3. Memperkuat Interaksi Politik
Selain itu, CIS menjadi platform untuk interaksi politik seperti membahas kepentingan bersama, masalah diplomatik, dan menyelesaikan perselisihan. Saat ini, CIS membahas masalah keamanan, migrasi, dan topik penting lainnya yang memengaruhi semua negara anggota.
KTT tersebut telah menunjukkan bahwa format CIS masih relevan dan memiliki banyak potensi, meskipun dalam beberapa tahun terakhir, beberapa pakar telah menyatakan keraguan terhadap masa depan organisasi tersebut. "Namun, situasi geopolitik saat ini hanya memperkuat hubungan Rusia dengan bekas republik Soviet.
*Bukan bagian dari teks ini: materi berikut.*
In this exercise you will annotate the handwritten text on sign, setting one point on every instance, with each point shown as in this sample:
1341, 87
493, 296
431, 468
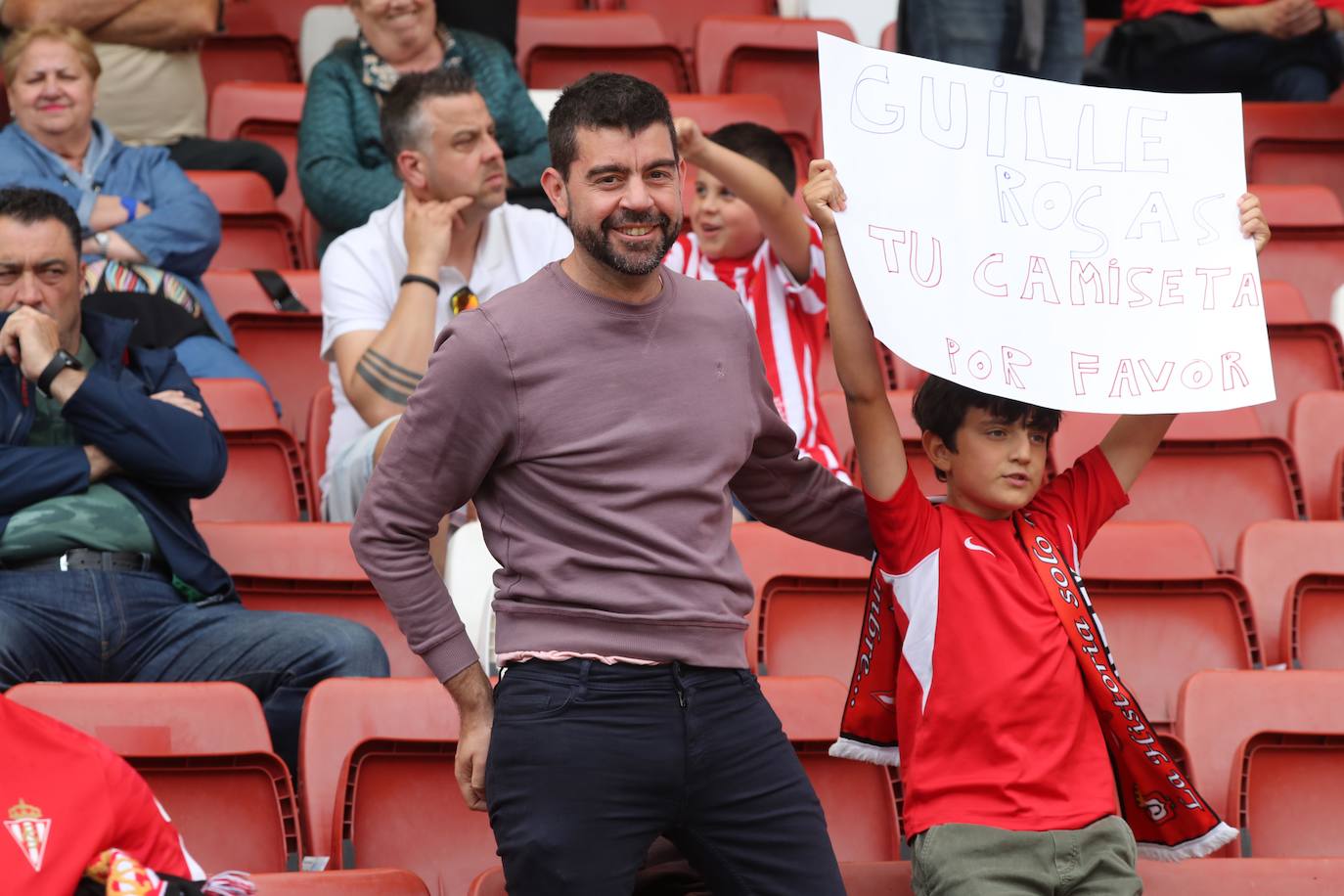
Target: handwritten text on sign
1069, 246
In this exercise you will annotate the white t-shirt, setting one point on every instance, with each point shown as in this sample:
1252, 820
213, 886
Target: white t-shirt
362, 274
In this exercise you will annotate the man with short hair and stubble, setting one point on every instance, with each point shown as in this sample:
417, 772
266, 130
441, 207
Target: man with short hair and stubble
103, 445
448, 242
600, 416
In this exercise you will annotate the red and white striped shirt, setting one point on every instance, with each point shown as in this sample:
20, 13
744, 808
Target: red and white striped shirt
790, 324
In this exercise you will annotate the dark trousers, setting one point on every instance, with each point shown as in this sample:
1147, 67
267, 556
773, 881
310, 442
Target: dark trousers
135, 626
1257, 66
589, 763
232, 155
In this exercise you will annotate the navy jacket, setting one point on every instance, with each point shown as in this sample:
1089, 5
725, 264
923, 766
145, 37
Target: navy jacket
167, 454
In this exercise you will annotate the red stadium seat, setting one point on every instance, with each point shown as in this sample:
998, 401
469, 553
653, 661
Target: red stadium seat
888, 38
383, 881
808, 602
316, 435
856, 797
1153, 550
1308, 246
1219, 711
1314, 622
1290, 790
1283, 302
489, 882
306, 567
254, 233
762, 54
268, 113
402, 809
238, 405
560, 47
1307, 356
1214, 470
1164, 630
1096, 31
1272, 557
265, 479
1316, 430
679, 18
204, 749
1294, 143
237, 291
258, 43
343, 712
1243, 877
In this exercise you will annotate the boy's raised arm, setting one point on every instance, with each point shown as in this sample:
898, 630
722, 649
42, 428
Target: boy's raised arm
876, 437
1133, 439
781, 222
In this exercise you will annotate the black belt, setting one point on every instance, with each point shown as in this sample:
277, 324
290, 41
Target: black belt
81, 559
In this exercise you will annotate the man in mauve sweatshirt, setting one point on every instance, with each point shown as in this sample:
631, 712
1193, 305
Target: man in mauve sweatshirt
600, 414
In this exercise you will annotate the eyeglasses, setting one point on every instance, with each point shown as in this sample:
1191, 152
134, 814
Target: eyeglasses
463, 299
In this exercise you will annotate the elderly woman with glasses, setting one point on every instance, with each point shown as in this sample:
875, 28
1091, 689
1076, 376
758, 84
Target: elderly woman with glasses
150, 233
343, 168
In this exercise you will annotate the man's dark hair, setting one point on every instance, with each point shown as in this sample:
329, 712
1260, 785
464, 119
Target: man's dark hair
604, 100
940, 407
402, 118
761, 146
31, 205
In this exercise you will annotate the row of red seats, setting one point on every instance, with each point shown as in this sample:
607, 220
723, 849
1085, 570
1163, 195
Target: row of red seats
1168, 610
380, 788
CIS merupakan platform yang sangat penting untuk mempromosikan integrasi dengan negara-negara yang bukan bagian dari Organisasi Perjanjian Keamanan Kolektif (CSTO) atau Uni Ekonomi Eurasia (EAEU) -- Azerbaijan, Uzbekistan, Tajikistan, Turkmenistan, dan Moldova -- tetapi yang memandang Rusia sebagai mitra utama. Misalnya, pada KTT tersebut, Presiden Azerbaijan Ilham Aliyev menggambarkan hubungan antara Azerbaijan dan Rusia sebagai sekutu," Ujar Farhad Ibragimov yang merupakan seorang pakar, dosen di Fakultas Ekonomi Universitas RUDN, dosen tamu di Institut Ilmu Sosial Akademi Kepresidenan Rusia untuk Ekonomi Nasional dan Administrasi Publik, dilansir RT.
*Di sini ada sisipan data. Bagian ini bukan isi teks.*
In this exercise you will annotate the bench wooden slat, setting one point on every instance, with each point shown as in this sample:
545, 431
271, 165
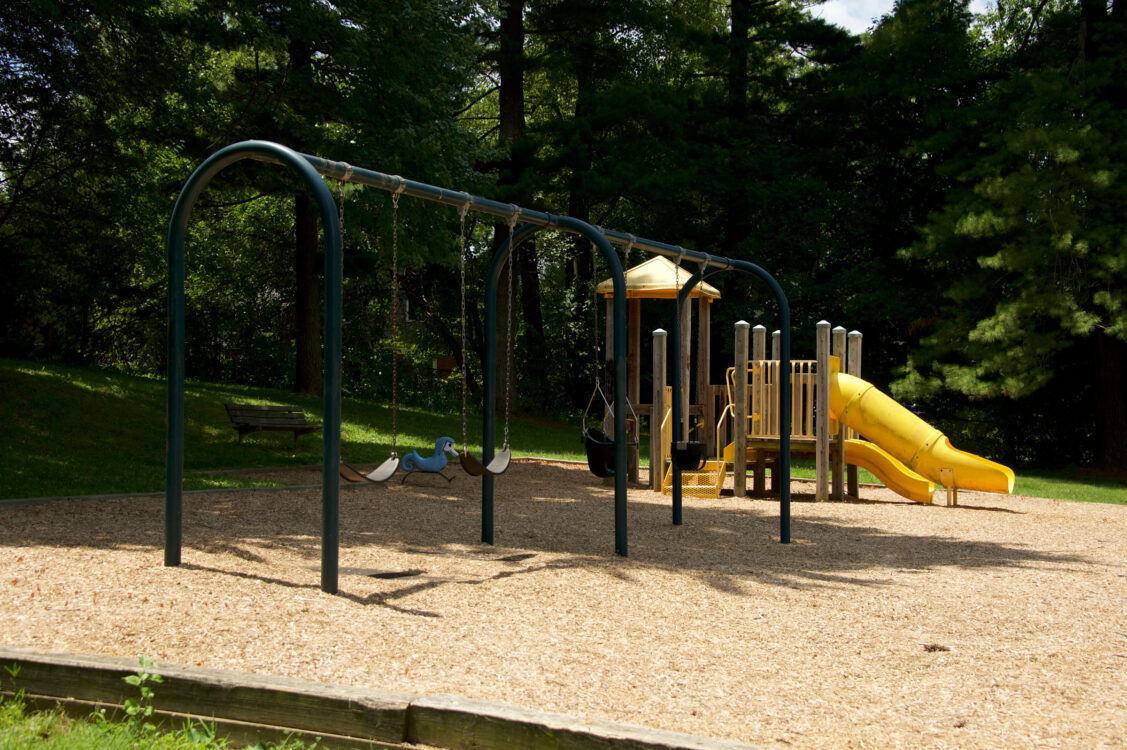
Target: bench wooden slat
254, 417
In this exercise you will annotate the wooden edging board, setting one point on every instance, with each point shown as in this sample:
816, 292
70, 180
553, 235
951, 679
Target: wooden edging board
245, 705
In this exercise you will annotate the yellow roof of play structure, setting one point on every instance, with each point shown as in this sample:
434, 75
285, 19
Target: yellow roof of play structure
657, 279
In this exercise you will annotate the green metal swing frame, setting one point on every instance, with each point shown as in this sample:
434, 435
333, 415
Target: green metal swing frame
311, 169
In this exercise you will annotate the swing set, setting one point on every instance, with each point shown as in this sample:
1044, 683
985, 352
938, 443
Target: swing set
470, 465
312, 170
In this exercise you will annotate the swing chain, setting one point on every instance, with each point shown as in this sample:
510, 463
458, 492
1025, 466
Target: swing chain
395, 315
461, 255
508, 324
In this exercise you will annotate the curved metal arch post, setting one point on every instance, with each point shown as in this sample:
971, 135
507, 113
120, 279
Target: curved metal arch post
575, 227
699, 275
177, 230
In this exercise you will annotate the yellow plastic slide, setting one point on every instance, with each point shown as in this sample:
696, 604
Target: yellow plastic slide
908, 439
894, 474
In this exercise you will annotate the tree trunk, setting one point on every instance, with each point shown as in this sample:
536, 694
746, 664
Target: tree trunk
736, 221
1111, 403
511, 68
308, 309
308, 305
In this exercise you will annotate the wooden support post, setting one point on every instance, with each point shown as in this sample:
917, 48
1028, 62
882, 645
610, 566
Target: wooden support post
633, 379
759, 353
704, 396
657, 446
853, 367
837, 460
739, 413
686, 337
822, 414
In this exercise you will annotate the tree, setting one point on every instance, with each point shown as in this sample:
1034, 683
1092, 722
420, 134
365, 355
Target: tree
1031, 246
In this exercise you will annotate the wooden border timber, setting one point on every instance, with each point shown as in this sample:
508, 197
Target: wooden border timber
243, 704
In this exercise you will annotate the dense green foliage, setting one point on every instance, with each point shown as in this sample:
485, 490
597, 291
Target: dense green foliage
951, 186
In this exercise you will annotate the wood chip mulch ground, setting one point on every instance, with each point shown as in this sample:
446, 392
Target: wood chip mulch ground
997, 624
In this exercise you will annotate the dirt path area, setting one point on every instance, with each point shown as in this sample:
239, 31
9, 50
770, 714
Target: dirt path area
1000, 624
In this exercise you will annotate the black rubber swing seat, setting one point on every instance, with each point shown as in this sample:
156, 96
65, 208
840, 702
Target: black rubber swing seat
498, 465
378, 475
601, 451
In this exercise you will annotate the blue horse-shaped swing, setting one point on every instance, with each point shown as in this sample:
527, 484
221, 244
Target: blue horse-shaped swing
433, 464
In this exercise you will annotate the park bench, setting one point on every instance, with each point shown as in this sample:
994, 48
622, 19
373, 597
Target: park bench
253, 417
Kebijakan anti-Azerbaijan dari Kongres dan Dewan Perwakilan Rakyat AS (yang menuntut untuk menjatuhkan sanksi pada negara tersebut), dan retorika agresif Prancis mendorong Azerbaijan untuk menetapkan prioritasnya di bidang kebijakan luar negeri. Fakta bahwa negara tersebut mengajukan permohonan untuk bergabung dengan BRICS keesokan harinya setelah Putin menyelesaikan kunjungan kenegaraannya ke Baku dengan jelas menunjukkan prioritas geopolitik negara tersebut.
4. Ukraina Adalah Pendiri CIS
Apa yang awalnya merupakan pertemuan berformat sempit kemudian berlanjut dalam format yang diperluas dan melibatkan anggota delegasi dari negara-negara anggota CIS.
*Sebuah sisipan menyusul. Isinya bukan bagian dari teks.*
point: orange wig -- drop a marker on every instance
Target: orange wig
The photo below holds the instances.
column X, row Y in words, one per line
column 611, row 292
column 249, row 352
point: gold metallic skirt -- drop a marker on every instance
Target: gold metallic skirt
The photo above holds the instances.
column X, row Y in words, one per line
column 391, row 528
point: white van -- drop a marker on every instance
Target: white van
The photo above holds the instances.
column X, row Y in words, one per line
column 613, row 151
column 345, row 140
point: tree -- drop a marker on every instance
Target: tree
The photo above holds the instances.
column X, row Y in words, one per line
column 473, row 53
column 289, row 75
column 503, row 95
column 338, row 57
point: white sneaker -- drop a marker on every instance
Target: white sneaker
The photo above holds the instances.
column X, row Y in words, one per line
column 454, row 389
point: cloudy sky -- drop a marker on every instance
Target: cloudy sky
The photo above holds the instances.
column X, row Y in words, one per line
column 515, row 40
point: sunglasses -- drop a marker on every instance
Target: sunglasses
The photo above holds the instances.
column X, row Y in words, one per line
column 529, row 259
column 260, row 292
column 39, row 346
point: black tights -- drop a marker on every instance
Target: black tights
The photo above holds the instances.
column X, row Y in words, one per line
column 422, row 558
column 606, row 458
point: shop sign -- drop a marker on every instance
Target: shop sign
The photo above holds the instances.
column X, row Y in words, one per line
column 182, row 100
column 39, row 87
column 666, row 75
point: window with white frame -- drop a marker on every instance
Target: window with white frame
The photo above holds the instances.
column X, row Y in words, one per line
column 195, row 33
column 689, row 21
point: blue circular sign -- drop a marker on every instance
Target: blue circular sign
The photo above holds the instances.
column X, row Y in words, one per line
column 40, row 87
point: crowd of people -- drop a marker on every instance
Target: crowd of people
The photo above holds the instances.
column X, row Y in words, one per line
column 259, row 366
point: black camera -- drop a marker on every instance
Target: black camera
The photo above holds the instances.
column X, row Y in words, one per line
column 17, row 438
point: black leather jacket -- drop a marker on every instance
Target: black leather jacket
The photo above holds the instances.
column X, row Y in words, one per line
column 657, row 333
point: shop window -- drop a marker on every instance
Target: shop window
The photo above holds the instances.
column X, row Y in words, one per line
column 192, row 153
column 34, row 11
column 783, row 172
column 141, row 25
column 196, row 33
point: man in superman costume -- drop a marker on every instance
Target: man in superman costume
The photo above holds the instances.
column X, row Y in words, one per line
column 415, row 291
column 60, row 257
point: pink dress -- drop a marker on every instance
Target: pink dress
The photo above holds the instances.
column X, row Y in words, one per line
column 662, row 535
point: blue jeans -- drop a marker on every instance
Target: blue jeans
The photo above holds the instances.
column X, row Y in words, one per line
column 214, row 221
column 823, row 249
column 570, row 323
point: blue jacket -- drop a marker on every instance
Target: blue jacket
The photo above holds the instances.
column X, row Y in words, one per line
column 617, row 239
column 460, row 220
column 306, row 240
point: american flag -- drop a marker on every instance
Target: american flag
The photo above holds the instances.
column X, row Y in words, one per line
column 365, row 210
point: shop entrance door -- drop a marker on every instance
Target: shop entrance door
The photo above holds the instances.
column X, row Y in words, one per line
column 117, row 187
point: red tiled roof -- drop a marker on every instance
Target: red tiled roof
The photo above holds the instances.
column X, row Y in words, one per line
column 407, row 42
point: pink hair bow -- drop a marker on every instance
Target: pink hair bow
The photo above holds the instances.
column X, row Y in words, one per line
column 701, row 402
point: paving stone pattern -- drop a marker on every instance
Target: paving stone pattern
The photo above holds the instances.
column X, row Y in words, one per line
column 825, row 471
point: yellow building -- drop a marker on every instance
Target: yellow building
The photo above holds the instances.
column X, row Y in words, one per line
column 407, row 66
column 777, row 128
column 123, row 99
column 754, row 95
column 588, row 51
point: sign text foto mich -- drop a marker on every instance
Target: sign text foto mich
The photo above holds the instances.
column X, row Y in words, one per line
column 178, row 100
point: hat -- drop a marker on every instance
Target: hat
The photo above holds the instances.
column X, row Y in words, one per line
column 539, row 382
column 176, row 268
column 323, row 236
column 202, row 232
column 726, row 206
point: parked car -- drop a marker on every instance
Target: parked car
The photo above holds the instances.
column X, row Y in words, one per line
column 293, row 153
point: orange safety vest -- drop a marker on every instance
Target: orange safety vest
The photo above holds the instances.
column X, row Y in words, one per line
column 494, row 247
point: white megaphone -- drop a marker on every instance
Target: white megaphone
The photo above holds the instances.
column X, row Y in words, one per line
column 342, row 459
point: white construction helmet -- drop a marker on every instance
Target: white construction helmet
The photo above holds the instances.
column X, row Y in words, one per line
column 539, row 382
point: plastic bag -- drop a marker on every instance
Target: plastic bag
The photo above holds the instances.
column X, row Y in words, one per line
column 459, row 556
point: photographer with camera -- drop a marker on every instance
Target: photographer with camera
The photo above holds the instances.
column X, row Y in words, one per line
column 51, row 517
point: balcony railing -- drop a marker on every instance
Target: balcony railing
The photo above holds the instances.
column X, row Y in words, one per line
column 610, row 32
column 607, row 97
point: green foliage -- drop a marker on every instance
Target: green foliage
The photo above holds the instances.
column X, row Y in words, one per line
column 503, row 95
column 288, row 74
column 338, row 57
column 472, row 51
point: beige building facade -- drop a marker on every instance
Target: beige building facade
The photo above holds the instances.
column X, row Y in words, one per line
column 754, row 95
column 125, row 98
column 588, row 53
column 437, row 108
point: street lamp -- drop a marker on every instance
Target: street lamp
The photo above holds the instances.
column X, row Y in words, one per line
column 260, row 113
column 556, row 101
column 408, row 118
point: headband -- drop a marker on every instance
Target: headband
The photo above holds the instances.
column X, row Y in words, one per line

Di antara para pemimpin yang menghadiri Dewan Kepala Negara CIS adalah Presiden Rusia Vladimir Putin, Presiden Azerbaijan Ilham Aliyev, Perdana Menteri Armenia Nikol Pashinyan, Presiden Belarusia Alexander Lukashenko, Presiden Kazakhstan Kassym-Jomart Tokayev, Presiden Kirgistan Sadyr Japarov, Presiden Tajikistan Emomali Rahmon, Presiden Turkmenistan Serdar Berdimuhamedow, Presiden Uzbekistan Shavkat Mirziyoyev, dan Sekretaris Jenderal CIS Sergey Lebedev. Moldova tidak berpartisipasi dalam pertemuan puncak tersebut, meskipun tetap menjadi anggota CIS. Ketidakhadiran Presiden Moldova Maia Sandu tidak banyak diketahui, sama seperti ketidakhadiran perwakilan dari Kiev. Meskipun secara teratur menyatakan niatnya untuk memutuskan semua hubungan dengan CIS, Ukraina masih belum melakukannya. Penting untuk dicatat bahwa Kiev selalu menempati tempat yang unik di CIS. Ukraina adalah anggota pendiri organisasi tersebut, tetapi tidak meratifikasi Piagam CIS yang akan sepenuhnya menjadikan Ukraina sebagai anggota secara resmi, meskipun menandatangani banyak dokumen dan berpartisipasi dalam kegiatan CIS hingga kudeta 2013-2014. "Ukraina tetap menjadi bagian dari Kawasan Perdagangan Bebas CIS, dan perjanjian utama CIS seperti perjanjian tentang Pembentukan Persemakmuran Negara-negara Merdeka dan Protokol Alma-Ata (yang sering dirujuk Kiev) masih berlaku di Ukraina. Meski terdengar tidak masuk akal, secara hukum dan formal, Ukraina tetap menjadi anggota CIS," papar Ibragimov.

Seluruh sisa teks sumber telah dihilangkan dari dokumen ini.